Their capsule summaries revealed a breadth of topics across academic disciplines. A good number of the summer researchers are scientists working on biology or chemistry projects as has been true for many years past. Biology topics under Bozzone, for instance, included age difference in orthodontic treatment; a study of employee injury rates and workplace efficiency; and a correlation of THC intoxication and sudden cardiac death. Chemists working with Professor Bret Findley talked about enzymes and biodegradation -- as one put it to some laughs, "from one really long chemical name to another really long chemical name."
Professor Mark Lubkowitz has eight students working with him on plant genetics, funded by a National Science Foundation grant. Katie Chang, a lab technician for Vermont EPSCoR, runs a water quality lab and is supervising three students in collecting water samples from Vermont waterways, which makes for enjoyable field adventures. Biology chair Declan McCabe said most years, he also has a UVM student doing zebra mussel research in Lake Champlain, and this year a Middlebury student doing data analysis on sediment -- all mixed in with the Saint Mike's researchers filling Cheray Science Hall's labs. "We're not getting too bored!" he said.
From the World Garden, chemist Greg Hamilton chose the word "much" since "there's much to learn and lots of work still to be done." Another science student chose a simple question mark "because that's what research is all about – I don't know how it's going to go … It could go either way."
Kelcie Miller '16 spoke of her work with Doug Facey on zooplankton and spiny water fleas. English major Corey Warren '16 told of his work with Christina Root on Virginia Woolf's "Mrs.
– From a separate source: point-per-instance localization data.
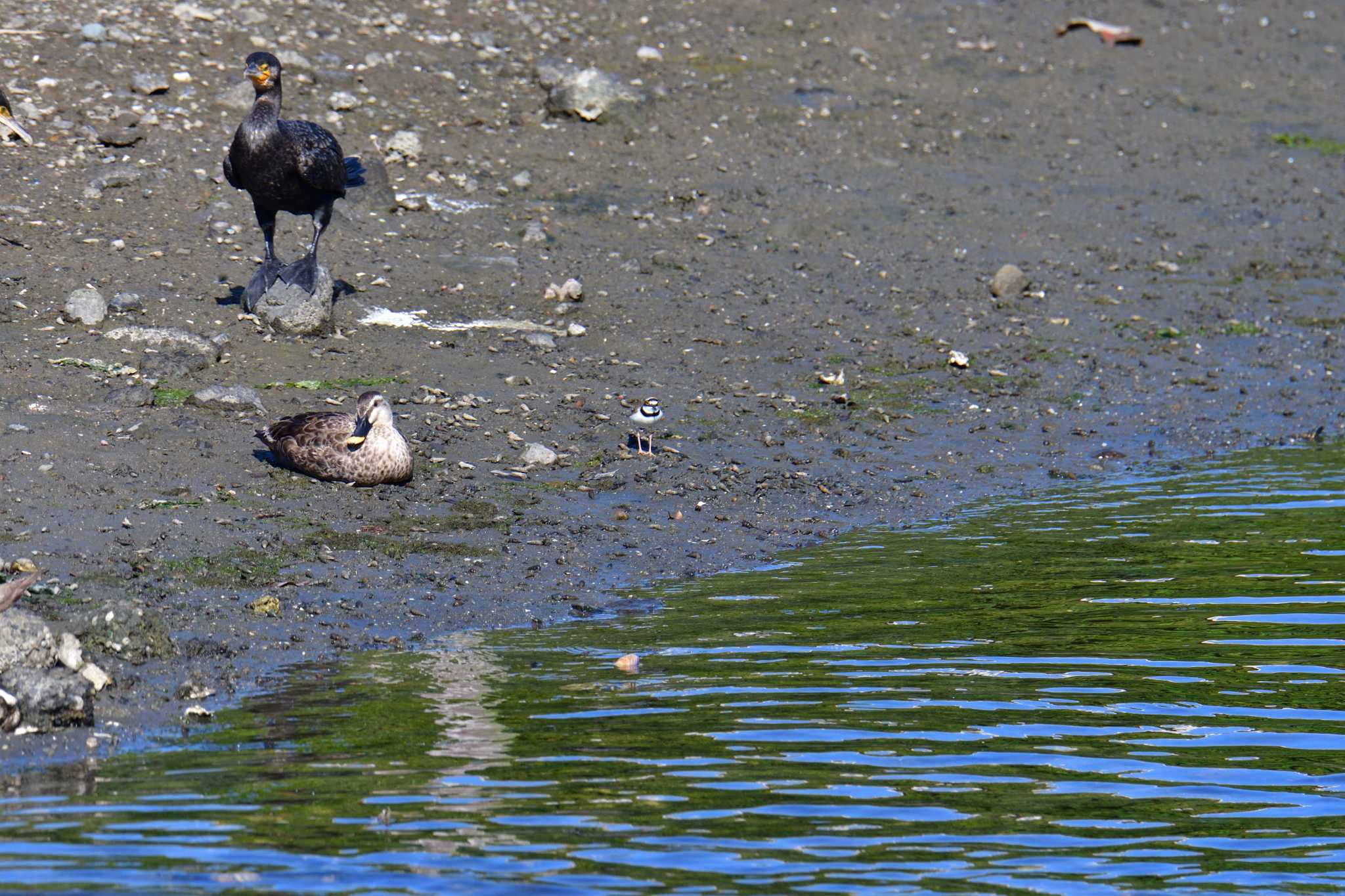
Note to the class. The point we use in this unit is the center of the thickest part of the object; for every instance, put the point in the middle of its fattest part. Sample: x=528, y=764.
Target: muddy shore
x=803, y=194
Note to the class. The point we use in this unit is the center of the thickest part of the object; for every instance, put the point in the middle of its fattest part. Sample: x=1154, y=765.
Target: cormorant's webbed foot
x=301, y=273
x=261, y=281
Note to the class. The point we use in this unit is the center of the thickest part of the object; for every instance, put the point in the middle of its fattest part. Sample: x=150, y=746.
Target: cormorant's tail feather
x=354, y=172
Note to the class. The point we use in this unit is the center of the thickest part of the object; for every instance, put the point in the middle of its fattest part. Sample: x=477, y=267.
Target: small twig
x=14, y=589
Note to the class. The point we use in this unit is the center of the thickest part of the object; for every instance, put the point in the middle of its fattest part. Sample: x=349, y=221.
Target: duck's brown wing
x=317, y=156
x=313, y=444
x=315, y=427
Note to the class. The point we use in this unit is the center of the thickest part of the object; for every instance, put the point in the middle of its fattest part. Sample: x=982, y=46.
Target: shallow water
x=1119, y=688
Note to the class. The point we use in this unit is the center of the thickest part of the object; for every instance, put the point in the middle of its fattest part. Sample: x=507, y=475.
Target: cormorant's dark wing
x=317, y=156
x=229, y=174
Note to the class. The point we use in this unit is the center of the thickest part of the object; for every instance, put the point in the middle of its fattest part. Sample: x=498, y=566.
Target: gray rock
x=69, y=652
x=1009, y=281
x=290, y=309
x=26, y=640
x=228, y=398
x=150, y=82
x=95, y=676
x=537, y=454
x=50, y=698
x=238, y=97
x=124, y=629
x=342, y=101
x=591, y=95
x=173, y=337
x=171, y=366
x=405, y=144
x=116, y=177
x=535, y=233
x=131, y=396
x=123, y=303
x=120, y=136
x=87, y=305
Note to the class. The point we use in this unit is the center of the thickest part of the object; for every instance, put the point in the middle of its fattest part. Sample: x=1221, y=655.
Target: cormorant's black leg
x=271, y=265
x=304, y=272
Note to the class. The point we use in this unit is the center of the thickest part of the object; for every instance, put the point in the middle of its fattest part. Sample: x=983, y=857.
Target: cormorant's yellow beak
x=260, y=75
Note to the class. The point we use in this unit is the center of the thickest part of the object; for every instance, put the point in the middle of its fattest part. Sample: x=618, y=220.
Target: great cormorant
x=286, y=165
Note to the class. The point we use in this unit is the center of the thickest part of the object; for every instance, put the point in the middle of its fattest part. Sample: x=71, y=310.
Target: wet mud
x=783, y=242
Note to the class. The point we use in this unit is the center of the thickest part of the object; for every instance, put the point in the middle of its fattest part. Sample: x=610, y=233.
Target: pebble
x=173, y=337
x=586, y=93
x=50, y=698
x=131, y=396
x=123, y=303
x=150, y=82
x=265, y=606
x=95, y=676
x=69, y=652
x=571, y=291
x=1009, y=281
x=535, y=233
x=26, y=640
x=228, y=398
x=87, y=305
x=342, y=101
x=405, y=146
x=537, y=454
x=290, y=309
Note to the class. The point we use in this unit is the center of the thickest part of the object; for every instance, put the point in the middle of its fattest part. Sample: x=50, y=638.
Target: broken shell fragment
x=1110, y=34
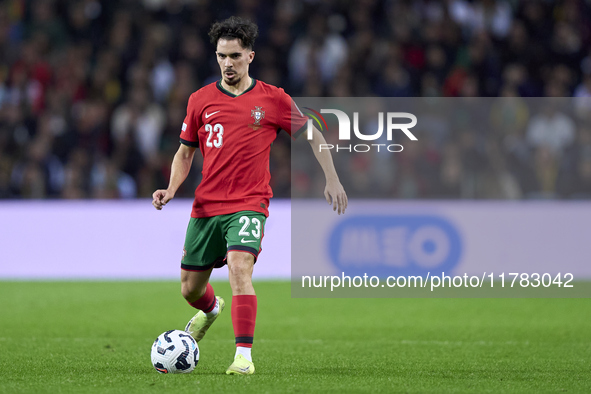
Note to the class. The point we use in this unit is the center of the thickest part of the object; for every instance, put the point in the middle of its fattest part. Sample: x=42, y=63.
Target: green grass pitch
x=95, y=337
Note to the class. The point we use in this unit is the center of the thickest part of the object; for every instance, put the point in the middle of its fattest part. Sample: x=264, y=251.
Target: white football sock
x=245, y=351
x=215, y=309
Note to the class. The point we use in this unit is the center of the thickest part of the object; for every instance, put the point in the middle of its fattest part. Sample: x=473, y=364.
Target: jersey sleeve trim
x=192, y=144
x=300, y=131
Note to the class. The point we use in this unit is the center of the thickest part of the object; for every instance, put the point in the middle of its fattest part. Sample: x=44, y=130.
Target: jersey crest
x=257, y=114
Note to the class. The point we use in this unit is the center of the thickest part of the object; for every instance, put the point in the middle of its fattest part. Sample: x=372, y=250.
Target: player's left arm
x=334, y=191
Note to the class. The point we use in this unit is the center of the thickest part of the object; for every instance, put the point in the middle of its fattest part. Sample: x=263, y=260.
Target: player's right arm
x=181, y=165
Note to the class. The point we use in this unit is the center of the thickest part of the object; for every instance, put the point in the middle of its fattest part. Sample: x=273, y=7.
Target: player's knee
x=191, y=292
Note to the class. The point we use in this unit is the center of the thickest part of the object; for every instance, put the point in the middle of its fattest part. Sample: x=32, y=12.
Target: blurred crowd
x=93, y=92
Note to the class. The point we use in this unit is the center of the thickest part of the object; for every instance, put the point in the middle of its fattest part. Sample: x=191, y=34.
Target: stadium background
x=92, y=93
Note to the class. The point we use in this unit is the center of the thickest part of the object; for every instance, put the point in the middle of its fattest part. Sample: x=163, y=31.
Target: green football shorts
x=208, y=240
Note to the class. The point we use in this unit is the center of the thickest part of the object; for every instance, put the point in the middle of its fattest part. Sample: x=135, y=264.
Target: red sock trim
x=207, y=301
x=244, y=314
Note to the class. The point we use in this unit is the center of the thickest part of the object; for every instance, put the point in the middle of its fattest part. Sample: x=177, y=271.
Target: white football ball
x=175, y=351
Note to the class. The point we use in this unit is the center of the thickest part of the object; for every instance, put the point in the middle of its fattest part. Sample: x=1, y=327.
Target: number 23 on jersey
x=215, y=135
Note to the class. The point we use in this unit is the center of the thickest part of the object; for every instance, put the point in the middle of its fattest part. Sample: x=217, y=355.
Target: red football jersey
x=234, y=134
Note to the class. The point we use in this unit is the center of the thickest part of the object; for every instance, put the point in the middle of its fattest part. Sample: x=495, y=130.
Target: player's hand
x=336, y=196
x=161, y=197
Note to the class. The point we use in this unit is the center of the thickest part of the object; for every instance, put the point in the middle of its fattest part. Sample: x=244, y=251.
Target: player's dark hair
x=235, y=27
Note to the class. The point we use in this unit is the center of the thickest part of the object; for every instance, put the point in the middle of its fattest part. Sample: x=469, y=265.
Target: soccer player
x=233, y=122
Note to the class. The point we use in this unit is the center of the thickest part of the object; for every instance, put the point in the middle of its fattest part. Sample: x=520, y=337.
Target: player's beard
x=233, y=81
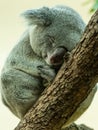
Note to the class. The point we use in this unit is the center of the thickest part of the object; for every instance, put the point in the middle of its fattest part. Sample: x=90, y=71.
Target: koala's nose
x=57, y=57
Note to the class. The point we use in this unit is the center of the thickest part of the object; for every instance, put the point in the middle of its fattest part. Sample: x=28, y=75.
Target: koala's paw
x=47, y=73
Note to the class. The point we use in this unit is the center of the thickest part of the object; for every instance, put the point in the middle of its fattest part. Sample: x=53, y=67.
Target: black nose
x=57, y=57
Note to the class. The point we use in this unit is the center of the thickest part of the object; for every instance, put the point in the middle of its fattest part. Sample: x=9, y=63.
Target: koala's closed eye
x=51, y=40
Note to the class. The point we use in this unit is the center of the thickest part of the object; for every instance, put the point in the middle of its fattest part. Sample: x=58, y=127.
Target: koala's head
x=54, y=32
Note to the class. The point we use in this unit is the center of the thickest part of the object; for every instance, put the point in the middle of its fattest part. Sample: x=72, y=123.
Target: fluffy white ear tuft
x=40, y=16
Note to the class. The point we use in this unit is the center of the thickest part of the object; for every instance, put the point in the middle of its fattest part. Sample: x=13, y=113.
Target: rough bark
x=71, y=86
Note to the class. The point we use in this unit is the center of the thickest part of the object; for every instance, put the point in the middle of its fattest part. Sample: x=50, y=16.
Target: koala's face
x=54, y=32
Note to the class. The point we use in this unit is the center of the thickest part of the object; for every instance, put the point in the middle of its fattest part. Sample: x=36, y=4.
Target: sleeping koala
x=34, y=61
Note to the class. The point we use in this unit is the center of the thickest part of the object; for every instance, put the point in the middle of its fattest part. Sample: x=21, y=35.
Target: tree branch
x=71, y=86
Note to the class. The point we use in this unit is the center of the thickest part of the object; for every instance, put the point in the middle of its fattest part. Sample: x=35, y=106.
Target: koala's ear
x=40, y=16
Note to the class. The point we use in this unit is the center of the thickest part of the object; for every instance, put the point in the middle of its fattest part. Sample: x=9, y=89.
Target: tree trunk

Dalloway" in coming to understand better "how we occupy the abstract realms of time, space and through them find a sense of our private and public self, and what effect does history have on our conceptions of individuality."
Historically, some of the earliest summer research at Saint Michael's was through grants from the longstanding Social Science Research Center, explained economics Professor Herb Kessel of the center, and this year, student economists are exploring topics ranging from a resurging manufacturing sector in the U.S. (Sean Morrissey'16 with Kessel) to special education reforms in Vermont (Katelyn Heath '14 with Patrick Walsh) to private prisons (Ben Rosbrook'15, whose special rock-word was "persons," since, he explained, "there's a lot of them in prisons.") Kelcey Briggs of psychology, working with mentor/Professor Melissa Tomasulo, told fellow students she was looking for test-subjects as she pursues a study on stress, if any cared to volunteer.
Near the end of the sharing, everyone noticed that even Talentino had picked up a stone from the Word Garden: "standout."
"You're all standouts in my mind!" she explained, thanking them for "spending your summer working on these really fascinating projects." She urged students to think about what their next step might be with what they learn, whether it's attending a conference to present a paper or perhaps getting their results published. "We're here to support you even after you're done," she said. "It's a really great privilege you have, so make the most of it."